Suitable site selection for snags is a skill learned over many years of field research, something Dr. Curry has no shortage of. After working with these birds for so long, he has learned that they like to fly into open spaces and that snags should not face trees or other dense foliage that would give predators easy access to the nest. House wrens are also a hazard as they will coopt the nests of competing birds, destroying the eggs and, sometimes, nestlings. Dr. Curry also knows that chickadees prefer that their nest cavities face downhill rather than up if placed on an incline. Of course, he notes, snag placement is a bit of a guessing game. Some are never claimed, and he couldn’t tell you why. 

The snags have either a three-inch or four-inch diameter, with an opening no larger than 1 ⅛” to combat nesting by larger birds. The snags are filled with sawdust to encourage chickadees to excavate them and build their nests. The tops are removeable so that Dr. Curry and his associates can easily examine nests and collect the data they need, including clutch size, hatch date, and blood samples.

Blood samples are an especially important set of data, considering that hybrids are often indistinguishable from the two pure species. Also, looking at the two parents of a nest does not necessarily indicate the species of the young. Female chickadees mate between each egg that they lay, meaning a black-capped father could be guarding the nest and his fellow back-capped mate, but perhaps only one of the eggs were fathered by him. The rest could be hybrids born of various Carolina sires or other black cap males. 

Using blood samples collected from chickadees at different sites, researchers can analyze the genome of these individuals and show movement over a decade.
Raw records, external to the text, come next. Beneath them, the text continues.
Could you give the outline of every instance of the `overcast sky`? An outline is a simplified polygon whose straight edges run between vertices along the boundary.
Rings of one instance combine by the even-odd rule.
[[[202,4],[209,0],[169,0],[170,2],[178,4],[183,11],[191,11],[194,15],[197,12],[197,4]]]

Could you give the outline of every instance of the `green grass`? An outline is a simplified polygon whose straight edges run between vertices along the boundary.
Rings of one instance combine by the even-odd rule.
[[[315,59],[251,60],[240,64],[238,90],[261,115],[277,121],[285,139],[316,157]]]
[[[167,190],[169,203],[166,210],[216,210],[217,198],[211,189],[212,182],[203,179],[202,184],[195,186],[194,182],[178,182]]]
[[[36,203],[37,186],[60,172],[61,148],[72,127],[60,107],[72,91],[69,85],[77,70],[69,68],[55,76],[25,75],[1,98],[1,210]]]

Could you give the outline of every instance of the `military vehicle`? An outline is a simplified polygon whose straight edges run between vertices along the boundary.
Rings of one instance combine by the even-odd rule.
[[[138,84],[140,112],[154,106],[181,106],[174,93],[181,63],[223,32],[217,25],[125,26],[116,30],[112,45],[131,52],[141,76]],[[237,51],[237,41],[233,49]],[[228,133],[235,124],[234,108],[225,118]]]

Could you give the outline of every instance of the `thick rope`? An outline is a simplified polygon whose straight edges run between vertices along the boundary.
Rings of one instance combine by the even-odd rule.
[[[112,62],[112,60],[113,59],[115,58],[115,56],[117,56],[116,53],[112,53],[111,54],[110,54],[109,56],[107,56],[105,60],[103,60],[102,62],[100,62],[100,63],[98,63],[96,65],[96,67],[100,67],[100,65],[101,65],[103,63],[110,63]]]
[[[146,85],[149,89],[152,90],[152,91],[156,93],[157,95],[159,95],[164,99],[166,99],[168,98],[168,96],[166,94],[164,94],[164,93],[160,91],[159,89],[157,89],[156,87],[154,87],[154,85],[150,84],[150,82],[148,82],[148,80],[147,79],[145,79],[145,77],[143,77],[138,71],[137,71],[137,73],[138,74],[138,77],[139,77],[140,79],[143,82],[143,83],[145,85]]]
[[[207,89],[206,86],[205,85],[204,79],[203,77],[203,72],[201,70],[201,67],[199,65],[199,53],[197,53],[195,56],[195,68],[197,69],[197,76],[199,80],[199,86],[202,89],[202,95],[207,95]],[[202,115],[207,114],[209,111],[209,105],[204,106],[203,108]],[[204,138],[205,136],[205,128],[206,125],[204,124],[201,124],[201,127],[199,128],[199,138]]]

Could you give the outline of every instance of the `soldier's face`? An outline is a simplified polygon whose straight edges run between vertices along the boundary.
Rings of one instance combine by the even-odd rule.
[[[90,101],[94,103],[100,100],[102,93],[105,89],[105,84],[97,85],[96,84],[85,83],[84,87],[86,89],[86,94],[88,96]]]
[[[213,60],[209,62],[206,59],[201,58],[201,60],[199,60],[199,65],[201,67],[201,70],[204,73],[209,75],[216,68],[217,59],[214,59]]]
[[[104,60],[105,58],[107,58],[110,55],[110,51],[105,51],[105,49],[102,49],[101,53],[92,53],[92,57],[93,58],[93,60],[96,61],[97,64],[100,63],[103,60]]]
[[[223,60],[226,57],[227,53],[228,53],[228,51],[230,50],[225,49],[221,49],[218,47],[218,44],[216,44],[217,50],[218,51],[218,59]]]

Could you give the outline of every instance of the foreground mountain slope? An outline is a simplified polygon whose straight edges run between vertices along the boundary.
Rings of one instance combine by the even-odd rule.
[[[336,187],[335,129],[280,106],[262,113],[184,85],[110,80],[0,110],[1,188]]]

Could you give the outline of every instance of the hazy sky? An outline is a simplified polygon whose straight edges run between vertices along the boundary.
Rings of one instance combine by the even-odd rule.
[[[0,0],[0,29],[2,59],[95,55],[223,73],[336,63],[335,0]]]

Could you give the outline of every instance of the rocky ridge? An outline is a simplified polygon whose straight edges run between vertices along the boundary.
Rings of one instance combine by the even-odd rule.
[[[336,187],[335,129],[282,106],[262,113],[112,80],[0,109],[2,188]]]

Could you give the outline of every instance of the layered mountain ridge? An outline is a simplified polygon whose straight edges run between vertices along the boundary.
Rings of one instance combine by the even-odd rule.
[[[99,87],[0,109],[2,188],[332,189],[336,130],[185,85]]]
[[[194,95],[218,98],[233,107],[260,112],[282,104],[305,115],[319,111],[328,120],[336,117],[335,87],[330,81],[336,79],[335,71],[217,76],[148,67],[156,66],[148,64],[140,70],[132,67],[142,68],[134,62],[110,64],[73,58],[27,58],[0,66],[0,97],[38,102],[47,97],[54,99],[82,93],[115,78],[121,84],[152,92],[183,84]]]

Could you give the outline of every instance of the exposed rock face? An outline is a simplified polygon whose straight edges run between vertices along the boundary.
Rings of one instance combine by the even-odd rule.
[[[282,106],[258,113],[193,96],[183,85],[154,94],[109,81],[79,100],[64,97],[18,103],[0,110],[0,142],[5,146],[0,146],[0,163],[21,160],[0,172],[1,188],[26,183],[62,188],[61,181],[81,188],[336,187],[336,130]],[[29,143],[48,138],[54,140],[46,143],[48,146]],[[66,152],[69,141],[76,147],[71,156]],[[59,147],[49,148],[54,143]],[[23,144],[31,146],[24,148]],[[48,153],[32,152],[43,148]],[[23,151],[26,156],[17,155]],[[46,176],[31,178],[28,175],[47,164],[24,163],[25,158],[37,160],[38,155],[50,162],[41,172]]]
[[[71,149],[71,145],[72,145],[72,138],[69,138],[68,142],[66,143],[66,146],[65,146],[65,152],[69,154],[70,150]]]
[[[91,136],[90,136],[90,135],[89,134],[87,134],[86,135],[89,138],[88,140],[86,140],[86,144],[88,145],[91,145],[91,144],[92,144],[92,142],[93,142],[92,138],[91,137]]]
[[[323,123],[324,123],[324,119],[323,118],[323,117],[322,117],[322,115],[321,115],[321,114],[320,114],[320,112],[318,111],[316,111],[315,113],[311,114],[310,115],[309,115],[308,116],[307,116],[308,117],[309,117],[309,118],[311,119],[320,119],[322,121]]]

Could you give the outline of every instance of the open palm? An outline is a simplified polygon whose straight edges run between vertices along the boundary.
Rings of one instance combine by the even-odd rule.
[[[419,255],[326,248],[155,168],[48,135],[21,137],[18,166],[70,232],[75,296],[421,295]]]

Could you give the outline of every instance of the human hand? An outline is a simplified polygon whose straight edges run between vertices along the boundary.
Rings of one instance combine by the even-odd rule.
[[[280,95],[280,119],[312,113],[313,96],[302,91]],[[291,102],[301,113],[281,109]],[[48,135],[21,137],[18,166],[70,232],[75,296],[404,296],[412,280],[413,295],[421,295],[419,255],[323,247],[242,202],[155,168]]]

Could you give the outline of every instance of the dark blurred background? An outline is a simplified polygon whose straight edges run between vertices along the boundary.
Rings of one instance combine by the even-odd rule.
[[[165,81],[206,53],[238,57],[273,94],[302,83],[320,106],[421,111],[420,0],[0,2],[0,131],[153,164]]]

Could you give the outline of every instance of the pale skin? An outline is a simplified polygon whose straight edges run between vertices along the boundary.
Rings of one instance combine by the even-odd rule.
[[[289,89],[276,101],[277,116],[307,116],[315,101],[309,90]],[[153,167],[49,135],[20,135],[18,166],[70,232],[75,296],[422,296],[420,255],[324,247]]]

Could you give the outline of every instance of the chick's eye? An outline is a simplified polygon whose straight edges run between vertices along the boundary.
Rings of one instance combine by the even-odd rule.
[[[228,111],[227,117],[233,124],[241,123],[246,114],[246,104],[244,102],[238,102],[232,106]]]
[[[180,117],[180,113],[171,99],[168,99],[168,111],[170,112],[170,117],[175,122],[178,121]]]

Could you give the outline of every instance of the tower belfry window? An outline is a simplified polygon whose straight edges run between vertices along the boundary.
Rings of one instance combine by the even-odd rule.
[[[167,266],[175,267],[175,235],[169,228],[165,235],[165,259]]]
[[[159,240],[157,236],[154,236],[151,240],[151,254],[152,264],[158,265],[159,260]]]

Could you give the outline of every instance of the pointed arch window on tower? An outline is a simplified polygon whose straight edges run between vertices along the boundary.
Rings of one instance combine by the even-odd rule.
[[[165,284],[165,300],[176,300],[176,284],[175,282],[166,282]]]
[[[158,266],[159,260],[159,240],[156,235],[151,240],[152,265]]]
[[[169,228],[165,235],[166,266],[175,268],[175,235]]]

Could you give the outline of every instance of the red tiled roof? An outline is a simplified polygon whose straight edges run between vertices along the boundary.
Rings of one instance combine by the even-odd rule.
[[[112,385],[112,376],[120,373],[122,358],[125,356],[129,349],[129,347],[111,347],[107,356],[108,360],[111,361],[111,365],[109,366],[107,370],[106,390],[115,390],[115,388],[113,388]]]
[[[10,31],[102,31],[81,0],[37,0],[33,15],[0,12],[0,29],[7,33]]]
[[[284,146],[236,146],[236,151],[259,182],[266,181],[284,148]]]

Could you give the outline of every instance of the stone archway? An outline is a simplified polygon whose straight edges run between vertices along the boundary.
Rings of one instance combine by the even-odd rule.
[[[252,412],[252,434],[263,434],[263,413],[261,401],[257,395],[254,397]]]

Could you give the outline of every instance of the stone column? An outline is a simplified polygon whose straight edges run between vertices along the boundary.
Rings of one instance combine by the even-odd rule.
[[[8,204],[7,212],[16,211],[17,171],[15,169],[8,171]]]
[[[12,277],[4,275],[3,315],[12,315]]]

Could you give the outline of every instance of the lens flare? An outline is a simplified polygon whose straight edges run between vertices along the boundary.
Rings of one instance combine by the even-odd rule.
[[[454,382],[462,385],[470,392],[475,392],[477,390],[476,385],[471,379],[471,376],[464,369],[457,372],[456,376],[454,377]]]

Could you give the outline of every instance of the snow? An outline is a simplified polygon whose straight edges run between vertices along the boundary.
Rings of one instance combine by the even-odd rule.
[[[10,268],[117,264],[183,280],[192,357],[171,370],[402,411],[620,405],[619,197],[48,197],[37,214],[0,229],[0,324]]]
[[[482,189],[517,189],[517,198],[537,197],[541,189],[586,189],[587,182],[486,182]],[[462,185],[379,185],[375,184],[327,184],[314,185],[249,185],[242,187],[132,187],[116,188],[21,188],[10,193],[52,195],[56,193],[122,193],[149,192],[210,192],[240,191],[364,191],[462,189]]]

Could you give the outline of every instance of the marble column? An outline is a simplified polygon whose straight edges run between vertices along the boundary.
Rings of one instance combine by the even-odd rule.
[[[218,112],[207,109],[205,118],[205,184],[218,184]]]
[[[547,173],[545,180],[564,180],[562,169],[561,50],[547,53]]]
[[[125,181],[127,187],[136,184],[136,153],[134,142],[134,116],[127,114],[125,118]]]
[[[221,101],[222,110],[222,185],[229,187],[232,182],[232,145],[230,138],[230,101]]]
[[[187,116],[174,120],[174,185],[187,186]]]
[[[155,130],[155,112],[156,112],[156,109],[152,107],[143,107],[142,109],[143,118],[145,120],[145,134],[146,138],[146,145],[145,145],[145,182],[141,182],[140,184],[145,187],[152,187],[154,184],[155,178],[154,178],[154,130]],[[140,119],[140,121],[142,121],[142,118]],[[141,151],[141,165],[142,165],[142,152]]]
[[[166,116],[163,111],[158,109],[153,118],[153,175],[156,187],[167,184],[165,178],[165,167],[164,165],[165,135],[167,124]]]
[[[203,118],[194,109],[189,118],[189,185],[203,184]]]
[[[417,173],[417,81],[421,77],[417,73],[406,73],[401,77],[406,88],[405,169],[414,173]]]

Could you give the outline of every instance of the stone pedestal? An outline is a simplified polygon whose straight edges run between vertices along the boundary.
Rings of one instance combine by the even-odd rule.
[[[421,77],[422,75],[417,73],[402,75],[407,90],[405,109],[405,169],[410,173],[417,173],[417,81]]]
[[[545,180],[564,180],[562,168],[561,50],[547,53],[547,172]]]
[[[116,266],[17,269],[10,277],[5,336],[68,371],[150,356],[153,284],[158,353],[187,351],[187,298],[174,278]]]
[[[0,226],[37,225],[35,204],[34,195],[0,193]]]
Genotyping by sequencing (GBS) allows scientists to look at many sections of a genome and scan for alleles (genetic variants) that differ from bird to bird. In doing so, they can note the frequency of Carolina or black-cap alleles in a given location, and the composition within populations of chickadees with different genotypes. These data show that there is an average shift north in favor of the Carolina alleles of 11.5 km per ten years. As time elapses, southern species of chickadee can live and breed further north, and the zone of hybridization advances as well.

This shift north is associated with changing climate. Different species of chickadee can tolerate a minimum temperature to survive the winter. As winters get warmer and areas further north can accommodate the metabolisms of southern birds, the more these species can expand north, breed, and compete for resources. 

So, what does hybridization mean for these closely related species? Unfortunately for the chickadees, research shows that hybrid birds have lower survival rates, lower hatch success, and appear to be cognitively impaired compared with their pure-bred brothers and sisters. In tests requiring problem-solving skills and spatial memory, hybrid birds do not perform nearly as well as pure black-caps and Carolinas.

While these cognitive impairments have yet to be tested in the field, tests on captive birds could mean that hybrids are less suited to survive in their environment. Spatial memory is important for behaviors such as seed caching (hiding) and perhaps remembering the localities frequented by predators like sharp-shinned hawks.

As hybrid chickadees are identified in new locations, climbing to higher latitudes, we know that southern birds can survive where, decades ago, they would have frozen to death come winter. It is important to continue collecting these data and interpret the implications of hybridization, whether it be for genetics studies or a bigger picture: climate change and its effects on animal behavior, population abundance and range, and even biodiversity overall, by altering the competitive and reproductive relationships among species in natural communities.